‘Lawyers can’t be asked to disclose client info’

Unless he is himself involved in a cognisable offense, lawyer can’t be asked to join investigations: LHC

Our Correspondent April 22, 2016
Lahore High Court. PHOTO: EXPRESS/FILE

LAHORE: Calling lawyer-client ‘privileged’, the Lahore High Court has ruled that no authority can compel lawyers to disclose information about their clients.

“Unless an advocate is personally involved in the commission of a cognisable offence, he enjoys immunity from appearance before an investigation officer,” said a detailed judgment dismissing an intra-court appeal filed by the intelligence and investigation director of Inland Revenue, Lahore. The petitioner had challenged a single-bench’s order declaring illegal summons issued by the Inland Revenue to an advocate asking him to disclose the name of his client, owner of a firm under investigation for a scam involving billions of rupees.

The court said that the respondent, Advocate Aslam Hashim Butt, could not be summoned to provide evidence related to his client.

“There is no denying the fact that the counsel-client relationship was fiduciary in nature. It cannot be allowed to be betrayed at any cost,” the court said.

If members of the bar were compelled to disclose facts from their privileged communication with their clients, the entire legal system will collapse, the court held. Article 12 of Qanun-i-Shahadat Order 1984 provides legal cover to counsel against disclosure of confidential communication with their clients, it said.

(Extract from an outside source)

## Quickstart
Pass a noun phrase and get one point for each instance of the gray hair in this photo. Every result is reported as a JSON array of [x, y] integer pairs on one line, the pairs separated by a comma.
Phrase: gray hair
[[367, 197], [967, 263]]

The judgment said that no authority was permitted to question lawyers about their communication with their clients. It said that if a counsel shared with somebody personal information received from their clients, he would be harming the dignity of the profession and should be held guilty of misconduct. It said that the officials could use all means available to them under the law in their investigations save for asking the respondent’s counsel to disclose the identity of their client. If the investigators were allowed to do so, the respondents would not share any information with their counsel, the court said. Regarding the loss to the national exchequer, the court said it had no sympathy with those involved in crime. However, it added, it could not allow any public functionary to compel lawyers to disclose privileged communication with their client.

In its intra-court appeal, the Inland Revenue had assailed the single-bench’s judgment issued on January 16, 2014. The bench had accepted Advocate Aslam Hashim Butt’s plea that he could not be asked to disclose information about his client. The department had submitted that Butt’s client M/s Pearl Enterprises, Lahore, was found involved in illegal tax refund during a drive against fraudulent tax adjustments. It said a show cause notice was issued to the firm, asking why its registration should not be suspended. Advocate Aslam Hashim Butt had filed a reply on behalf of the firm. When the department summoned him seeking the name of the firm’s owner, he refused to appear before the investigation officer and said that he could not disclose any information related to his client.

Published in The Express Tribune, April 23rd, 2016.